Forward-looking: Nvidia has developed a technique that uses neural networks to create smooth slow-motion video from standard footage. Variable-length multi-frame interpolation uses machine learning to "hallucinate" transitions between frames of film then inserts these artificially created images between them to seamlessly slow down the final footage.

I’m not sure why, but people just love to watch slow-motion videos. In fact, it is so popular that Gavin Free and Dan Gruchy have a YouTube channel wholly devoted to the subject called The Slow Mo Guys that has almost 1.5 billion views and over 11 million subscribers. Free saw a niche to be filled since creating slow-motion video is not practical for most people. Aside from the equipment being extremely expensive, with footage shot at over 300,000 fps storage quickly becomes a problem.

Filters exist that convert regular video to slow motion, but the result is somewhat choppy since it just intersperses duplicate frames to elongate the footage. However, Nvidia researchers think they have developed a way to create slow-motion video that is even smoother than those taken with high-speed cameras like the ones that Free and Gruchy use on their channel.

According to VentureBeat, “Scientists from Nvidia, the University of Massachusetts Amherst, and the University of California, Merced engineered an unsupervised, end-to-end neural network that can generate an arbitrary number of intermediate frames to create smooth slow-motion footage.”

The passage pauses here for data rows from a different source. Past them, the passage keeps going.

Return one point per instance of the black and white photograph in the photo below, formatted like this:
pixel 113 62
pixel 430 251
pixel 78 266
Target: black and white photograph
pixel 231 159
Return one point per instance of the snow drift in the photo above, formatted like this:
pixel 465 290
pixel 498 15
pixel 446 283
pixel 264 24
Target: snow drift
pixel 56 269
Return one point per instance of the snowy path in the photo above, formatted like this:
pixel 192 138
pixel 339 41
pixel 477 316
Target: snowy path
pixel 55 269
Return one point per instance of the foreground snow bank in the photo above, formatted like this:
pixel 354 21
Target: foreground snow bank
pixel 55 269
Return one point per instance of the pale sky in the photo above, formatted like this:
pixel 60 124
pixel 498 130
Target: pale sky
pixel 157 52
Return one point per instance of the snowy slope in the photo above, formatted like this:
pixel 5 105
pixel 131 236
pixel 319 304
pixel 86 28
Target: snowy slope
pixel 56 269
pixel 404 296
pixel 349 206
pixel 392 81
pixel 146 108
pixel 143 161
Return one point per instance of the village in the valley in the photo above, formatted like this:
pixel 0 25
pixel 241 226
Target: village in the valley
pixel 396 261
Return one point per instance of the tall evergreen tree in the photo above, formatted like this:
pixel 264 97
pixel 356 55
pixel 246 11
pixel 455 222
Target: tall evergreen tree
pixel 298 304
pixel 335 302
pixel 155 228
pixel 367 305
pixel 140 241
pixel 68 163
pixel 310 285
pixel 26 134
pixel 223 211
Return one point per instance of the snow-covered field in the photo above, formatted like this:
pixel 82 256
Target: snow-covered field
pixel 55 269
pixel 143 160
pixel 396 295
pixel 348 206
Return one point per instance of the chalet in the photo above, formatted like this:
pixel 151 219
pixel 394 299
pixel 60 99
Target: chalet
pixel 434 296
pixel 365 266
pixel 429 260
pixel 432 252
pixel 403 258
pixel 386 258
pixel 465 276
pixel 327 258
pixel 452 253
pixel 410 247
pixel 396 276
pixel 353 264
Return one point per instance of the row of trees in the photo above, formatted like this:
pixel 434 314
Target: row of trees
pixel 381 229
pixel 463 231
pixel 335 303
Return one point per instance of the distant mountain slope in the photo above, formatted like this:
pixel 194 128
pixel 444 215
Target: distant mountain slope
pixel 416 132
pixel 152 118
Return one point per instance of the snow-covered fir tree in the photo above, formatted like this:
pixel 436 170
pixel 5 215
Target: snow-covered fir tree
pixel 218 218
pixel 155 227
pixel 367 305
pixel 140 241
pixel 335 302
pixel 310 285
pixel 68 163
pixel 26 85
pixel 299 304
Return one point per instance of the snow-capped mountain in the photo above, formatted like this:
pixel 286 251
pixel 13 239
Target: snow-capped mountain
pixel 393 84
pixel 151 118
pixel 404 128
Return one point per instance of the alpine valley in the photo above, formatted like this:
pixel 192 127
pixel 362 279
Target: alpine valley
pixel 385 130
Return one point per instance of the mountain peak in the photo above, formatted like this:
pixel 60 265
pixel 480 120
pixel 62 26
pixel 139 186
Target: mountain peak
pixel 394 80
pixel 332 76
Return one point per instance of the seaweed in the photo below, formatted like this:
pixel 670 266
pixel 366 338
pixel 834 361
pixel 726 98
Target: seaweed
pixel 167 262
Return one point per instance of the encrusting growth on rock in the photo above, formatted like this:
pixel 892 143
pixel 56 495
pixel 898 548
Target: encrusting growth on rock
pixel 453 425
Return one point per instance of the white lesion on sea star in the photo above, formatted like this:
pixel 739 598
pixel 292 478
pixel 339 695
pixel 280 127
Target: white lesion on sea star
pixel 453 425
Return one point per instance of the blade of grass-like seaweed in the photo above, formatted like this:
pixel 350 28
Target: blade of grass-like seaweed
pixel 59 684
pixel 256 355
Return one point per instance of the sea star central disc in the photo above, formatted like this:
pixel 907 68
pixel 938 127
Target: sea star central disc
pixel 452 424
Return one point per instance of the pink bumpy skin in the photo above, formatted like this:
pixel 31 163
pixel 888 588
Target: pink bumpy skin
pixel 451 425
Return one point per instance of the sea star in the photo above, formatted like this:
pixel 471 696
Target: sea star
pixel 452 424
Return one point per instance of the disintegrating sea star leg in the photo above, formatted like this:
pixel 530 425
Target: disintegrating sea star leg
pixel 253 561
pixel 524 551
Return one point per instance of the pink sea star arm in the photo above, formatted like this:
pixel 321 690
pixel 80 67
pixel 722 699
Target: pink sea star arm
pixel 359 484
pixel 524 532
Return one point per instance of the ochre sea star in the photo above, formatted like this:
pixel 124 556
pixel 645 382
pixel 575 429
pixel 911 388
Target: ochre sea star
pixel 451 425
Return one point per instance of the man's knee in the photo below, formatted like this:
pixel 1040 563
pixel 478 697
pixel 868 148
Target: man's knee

The technique has been dubbed “variable-length multi-frame interpolation,” and it uses machine learning to fill in the gaps between frames of a video to create smooth-running, slow-motion versions.

“You can slow it down by a factor of eight or 15 — there’s no upper limit,” said Nvidia’s Senior Director of Visual Computing and Machine Learning Research Jan Kautz.

The technique uses two convolutional neural networks (CNN) in tandem. The first makes both forward and backward estimations of the optical flow in the timeline between frames. It then generates what is called a “flow field,” which is a 2D vector of predicted motion to be inserted between the frames.

“A second CNN then interpolates the optical flow, refining the approximated flow field and predicting visibility maps in order to exclude pixels occluded by objects in the frame and subsequently reduce artifacts in and around objects in motion. Finally, the visibility map is applied to the two input images, and the intermediate optical flow field is used to warp (distort) them in such a way that one frame transitions smoothly to the next.”

The results are remarkable as you can see in the video above. Even video taken at 300K fps by the Slow Mo Guys was slowed down even further and looks even smoother than the original.

The technique uses Nvidia Tesla V100 GPUs and a cuDNN-accelerated PyTorch deep learning framework. As such, don’t expect to see a commercial version being released anytime soon.

According to Kautz, the system needs a lot of optimization before they can get it running in real time. He also says that even when it does get commercialized, most of the processing will have to be done in the cloud due to hardware limitations in the devices where the filter would likely be used.

If you are into the technical details, the team has a paper outlining it at the Cornell University Library.